Poor Children Given Antipsychotics 4:1 Over Privately Insured
Lately, the New York Times seems to be picking up on a lot of the mental health related issues toward which much of the mainstream media turns a blind eye. I don’t see these issues as special interest pieces for a narrow few any more than coverage of war or finance but they seem to be overlooked and some, as glaring as they are, seem to be actively avoided. These things affect us all, often more than we know.
A new article in the NY Times reports on a study that confirms what many have been saying for some time: Poor kids are being fed psychiatric drugs far more than kids of and above the middle class. For all the talk of chemical imbalance and biological cause, are we really supposed to think the poor brain is different — even inherently more flawed than the wealthy brain? Obviously it is not and the disparity lies not in the biology but in the diagnosing.
New federally financed drug research reveals a stark disparity: children covered by Medicaid are given powerful antipsychotic medicines at a rate four times higher than children whose parents have private insurance. And the Medicaid children are more likely to receive the drugs for less severe conditions than their middle-class counterparts, the data shows.
Those findings, by a team from Rutgers and Columbia, are almost certain to add fuel to a long-running debate. Do too many children from poor families receive powerful psychiatric drugs not because they actually need them — but because it is deemed the most efficient and cost-effective way to control problems that may be handled much differently for middle-class children?
Debate? The message is clear. If you are poor and coming to us for help for your problems, you’re making them our problems and we will handle them in the manner that suits us best. It’s common knowledge to anyone that’s been paying attention that ethnicity and poverty have long played a distinct role in the rate at which people are diagnosed as mentally ill. While it easily conjures up a chicken-or-the-egg type discussion, sometimes it’s painfully obvious that we are trying to define our perceived social ailments in psychiatric terms.
“Maybe Medicaid kids are getting better treatment,” said Dr. Gabrielle Carlson, a child psychiatrist and professor at the Stony Brook School of Medicine. “If it helps keep them in school, maybe it’s not so bad.”

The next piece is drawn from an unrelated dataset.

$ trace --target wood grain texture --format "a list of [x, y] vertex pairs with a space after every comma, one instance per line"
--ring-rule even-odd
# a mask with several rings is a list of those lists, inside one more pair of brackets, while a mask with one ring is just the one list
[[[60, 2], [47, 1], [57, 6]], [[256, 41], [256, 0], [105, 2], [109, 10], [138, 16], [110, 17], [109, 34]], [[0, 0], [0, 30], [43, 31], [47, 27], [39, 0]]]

Yeah, maybe drugging down the poor amounts to better treatment and the debilitating side effects are a good trade off for keeping them in line. Maybe they should be grateful for being prescribed drugs for diseases they don’t have and denied options afforded to the wealthy.
Experts generally agree that some characteristics of the Medicaid population may contribute to psychological problems or psychiatric disorders. They include the stresses of poverty, single-parent homes, poorer schools, lack of access to preventive care and the fact that the Medicaid rolls include many adults who are themselves mentally ill…
The F.D.A. has approved antipsychotic drugs for children specifically to treat schizophrenia, autism and bipolar disorder. But they are more frequently prescribed to children for other, less extreme conditions, including attention deficit hyperactivity disorder, aggression, persistent defiance or other so-called conduct disorders — especially when the children are covered by Medicaid, the new study shows.
There is a serious problem when antipsychotics, once reserved for supposed biological brain disorders, are being used on the poor to treat everything from the stress of poverty to misconduct and defiance. Whatever keeps them quiet where they are, I guess.